Sean WillChene is the CEO and Founder of Shared Solar Advisors USA. He is based out of Minneapolis, MN.
As anyone who works in sales management knows, we are struggling with employees and contractors quitting before they see the benefits of the position. Like running on a treadmill, it can feel like a lot of work for your company to simply stay in place. I’ve mentored more than 200 people for my company and have seen all the different departure points for employees—that moment when they decide once and for all that “sales is not for them.”
Here are three pieces of advice on how to keep your commission-based employees from reaching that point of no return:
1. Admit it: Sales is not normal.
Working in sales is unusual because it asks that an employee constantly improve themselves. Career longevity in our industry requires patience, self-discipline and self-affirmation.
I’ve found that the idea of developing virtues for the sake of work makes employees feel nervous, as though this is an infringement on their freedom as individuals. My solution: Acknowledge it and get ahead of it.
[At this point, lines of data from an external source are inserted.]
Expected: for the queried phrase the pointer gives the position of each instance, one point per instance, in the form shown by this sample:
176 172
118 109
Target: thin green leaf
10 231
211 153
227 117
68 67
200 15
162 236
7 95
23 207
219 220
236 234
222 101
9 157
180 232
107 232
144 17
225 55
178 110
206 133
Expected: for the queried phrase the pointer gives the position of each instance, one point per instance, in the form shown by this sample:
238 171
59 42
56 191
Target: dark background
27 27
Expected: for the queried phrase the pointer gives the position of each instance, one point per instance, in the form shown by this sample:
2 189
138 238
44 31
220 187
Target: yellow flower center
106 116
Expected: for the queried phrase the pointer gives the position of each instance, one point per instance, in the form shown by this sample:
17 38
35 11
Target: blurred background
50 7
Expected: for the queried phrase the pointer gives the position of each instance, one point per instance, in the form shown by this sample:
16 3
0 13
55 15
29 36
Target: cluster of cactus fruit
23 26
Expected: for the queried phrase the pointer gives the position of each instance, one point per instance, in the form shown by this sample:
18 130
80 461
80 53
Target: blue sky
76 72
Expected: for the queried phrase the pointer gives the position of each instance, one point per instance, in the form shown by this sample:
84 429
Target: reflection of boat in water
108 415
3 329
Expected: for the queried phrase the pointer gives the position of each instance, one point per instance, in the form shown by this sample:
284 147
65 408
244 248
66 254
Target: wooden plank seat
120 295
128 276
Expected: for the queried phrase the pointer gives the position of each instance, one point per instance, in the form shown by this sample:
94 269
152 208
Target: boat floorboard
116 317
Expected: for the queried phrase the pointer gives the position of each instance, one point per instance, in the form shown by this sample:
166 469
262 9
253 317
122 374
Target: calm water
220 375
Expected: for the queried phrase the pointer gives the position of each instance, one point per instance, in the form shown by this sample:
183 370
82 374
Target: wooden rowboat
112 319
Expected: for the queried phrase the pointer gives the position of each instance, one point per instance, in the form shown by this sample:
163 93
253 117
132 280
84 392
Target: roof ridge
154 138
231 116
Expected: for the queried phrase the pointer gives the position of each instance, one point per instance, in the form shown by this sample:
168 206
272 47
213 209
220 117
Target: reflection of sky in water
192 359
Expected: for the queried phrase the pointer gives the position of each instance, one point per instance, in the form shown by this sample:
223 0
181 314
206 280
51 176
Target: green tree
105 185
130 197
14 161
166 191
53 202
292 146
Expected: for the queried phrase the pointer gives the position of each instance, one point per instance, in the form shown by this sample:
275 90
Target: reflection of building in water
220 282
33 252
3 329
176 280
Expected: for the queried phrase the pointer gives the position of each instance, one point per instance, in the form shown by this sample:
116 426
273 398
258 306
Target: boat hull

Come up with the core values that are essential to succeeding in your company, and have one-on-ones with new hires where you review those values and acknowledge that “This is not a normal job. We’re going to ask you to push yourself, even when times feel tough. Are you OK with this?” Framed in the positive, deliberate light of self-improvement, you’ll find that most new employees are excited to make changes in order to grow.
2. Don’t tell them what’s possible—show them.
I recently met with a new sales hire to train him on how to succeed at door-to-door sales. I told him he would spend the first part of the day shadowing me while I knocked on doors. When I gestured for him to follow me, he paused and said he had to wait for the CEO to arrive first, as he was supposed to meet with him. When I told him I was the CEO, he was so surprised that we both started laughing.
Of the 50 salespeople in my company, across five different states, I have personally gone door-knocking with almost all of them. Why? Because if you just tell people what their sales quota should be, you leave room for doubt. Doubt works against a sales representative’s task of cultivating strong core values and growing as a worker. But if you go out and hit those sales goals with them—better yet, if you personally blow the daily sales quota out of the water—there’s less room for doubt to get in a new sales agent’s way.
3. Check in daily, but don’t baby anyone.
How are you checking in with your employees? Weekly? Monthly? Once they fall below a certain quota?
Let me offer this instead: Check in every single day. When you check in, speak from your core values, not from your anxiety (if your struggling employee who is dealing with their own anxiety picks up on your anxiety about their production, they’re as good as gone).
Checking in from the perspective of your core values will also keep you from “babying” anyone and help in establishing healthy boundaries about what is and is not acceptable. I often find myself writing things like, “I know things are not going well personally for you this week, but I need to be able to rely on your communication,” especially to younger folks who are new to the workforce.
Sales is hard. Making a career in sales can be even harder. Our job as sales managers is not to keep our representatives from having their “dark nights of the soul” but to make sure there’s enough positive infrastructure in place so they can move on and say, “There’s always tomorrow morning.”